Huffy: shellcode (1)
When I first saw "shellcode", I felt very tall. In fact, after a long time of contact, you will find that it is actually just a piece of code (or data filling ), it is a targeted code sent to the server to exploit a specific vulnerability. Generally, it can be used to obtain certain permissions. Today, we will jointly learn a new shellcode encoding method, Huffy, that is, the shellcode Based on the Harman encoding. This method uses the features of the Harman tree to compress shellcode, in order to achieve the goal of "short and refined.
Harman tree
This method is called Huffy, and I recently solved a problem related to the user tree, so the first thing I think of is the user tree.
If you do not know what a user is, I will give you a brief description here. The table store is a simple data structure that can be used to compress data. Built by reading the input content and then creating a tree, the highest-frequency characters appear near the top of the tree, and the lowest-frequency characters are near the bottom of the tree.
To compress the data, it traverses the entire tree to generate the encoding bit (the encoding on the left is 0, and the encoding on the right is 1 ). The closer a character is to the top of the tree, the less digits it uses after encoding. This is also called the "prefix", which is a very concise attribute, this attribute means that a bit string without encoding will be used as the prefix of another bit string (in other words, when you read a binary stream, you can immediately know when the character is decoded ).
Example:
With the Harman tree, we can know that it comes from a 9-character text, five of which are the letter "o" and three are the letter "d ", 1 character is the letter "g ".

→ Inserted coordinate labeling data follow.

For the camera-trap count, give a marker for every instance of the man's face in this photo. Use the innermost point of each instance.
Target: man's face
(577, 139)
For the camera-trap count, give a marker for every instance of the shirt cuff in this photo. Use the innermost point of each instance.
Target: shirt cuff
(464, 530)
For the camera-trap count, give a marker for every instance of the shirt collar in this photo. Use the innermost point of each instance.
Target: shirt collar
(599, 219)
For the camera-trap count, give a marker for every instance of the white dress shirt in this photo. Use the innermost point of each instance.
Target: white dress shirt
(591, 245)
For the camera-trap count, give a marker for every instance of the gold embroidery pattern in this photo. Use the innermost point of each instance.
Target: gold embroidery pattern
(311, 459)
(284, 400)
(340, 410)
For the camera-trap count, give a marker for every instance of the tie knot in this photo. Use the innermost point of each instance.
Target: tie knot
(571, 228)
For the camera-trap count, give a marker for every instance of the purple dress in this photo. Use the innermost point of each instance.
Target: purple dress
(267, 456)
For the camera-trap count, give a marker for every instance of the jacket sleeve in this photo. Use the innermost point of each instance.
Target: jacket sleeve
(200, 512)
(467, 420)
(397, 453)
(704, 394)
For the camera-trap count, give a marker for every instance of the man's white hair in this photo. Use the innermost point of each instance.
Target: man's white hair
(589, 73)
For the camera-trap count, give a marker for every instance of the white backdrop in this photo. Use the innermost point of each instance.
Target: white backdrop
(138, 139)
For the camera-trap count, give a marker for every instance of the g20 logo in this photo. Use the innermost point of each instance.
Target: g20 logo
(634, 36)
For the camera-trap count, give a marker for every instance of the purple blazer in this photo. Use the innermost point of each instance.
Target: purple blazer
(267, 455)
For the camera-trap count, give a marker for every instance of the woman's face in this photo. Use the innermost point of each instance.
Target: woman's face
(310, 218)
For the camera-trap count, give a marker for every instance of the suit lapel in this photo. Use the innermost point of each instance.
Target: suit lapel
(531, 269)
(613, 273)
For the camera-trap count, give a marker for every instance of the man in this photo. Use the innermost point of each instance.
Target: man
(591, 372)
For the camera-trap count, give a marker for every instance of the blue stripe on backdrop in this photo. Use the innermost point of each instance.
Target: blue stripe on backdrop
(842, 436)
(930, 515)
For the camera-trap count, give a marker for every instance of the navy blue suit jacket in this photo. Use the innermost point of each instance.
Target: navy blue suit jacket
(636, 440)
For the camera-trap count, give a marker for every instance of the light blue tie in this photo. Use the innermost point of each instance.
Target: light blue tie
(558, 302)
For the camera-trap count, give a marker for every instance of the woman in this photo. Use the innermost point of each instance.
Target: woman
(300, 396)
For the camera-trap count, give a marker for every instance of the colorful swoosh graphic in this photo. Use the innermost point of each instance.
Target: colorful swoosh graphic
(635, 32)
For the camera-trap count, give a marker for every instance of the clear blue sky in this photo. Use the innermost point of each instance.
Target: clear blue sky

Therefore, when you use this tree to compress data, you can process the word "dog" as follows:
D = 00 (left) o = 1 (right) g = 01 (left)

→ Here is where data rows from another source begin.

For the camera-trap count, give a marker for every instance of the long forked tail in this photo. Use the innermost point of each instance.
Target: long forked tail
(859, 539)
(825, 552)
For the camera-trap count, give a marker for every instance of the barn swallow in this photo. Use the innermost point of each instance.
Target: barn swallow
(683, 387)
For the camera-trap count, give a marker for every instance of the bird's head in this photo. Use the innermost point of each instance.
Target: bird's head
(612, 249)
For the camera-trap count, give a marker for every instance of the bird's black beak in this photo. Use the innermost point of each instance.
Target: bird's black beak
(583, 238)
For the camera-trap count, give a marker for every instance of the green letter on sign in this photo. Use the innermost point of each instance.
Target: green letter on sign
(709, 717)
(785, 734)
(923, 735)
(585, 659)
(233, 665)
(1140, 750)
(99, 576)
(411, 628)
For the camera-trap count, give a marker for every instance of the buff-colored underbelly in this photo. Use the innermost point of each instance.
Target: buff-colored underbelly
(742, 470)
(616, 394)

Therefore, "dog" will be encoded as a bitstream "00101 ".
If you see the string represented by the bitstream "01100", you can decode it according to the above Harman tree: Left and Right (g), right (o), left (d ), therefore, the decoded string contains "god ".
If the number of all characters in a string is the same, and the number of types of different characters is an integer power of 2 (for example, in "aabbccdd", the number of types of different characters is 4, that is, the square of 2. For example, the expression of the string "aaabbbcccddd" will be in the following form:
The user tree in the search shows that the string "abcd" will be encoded as "00011011 ". This feature is very important.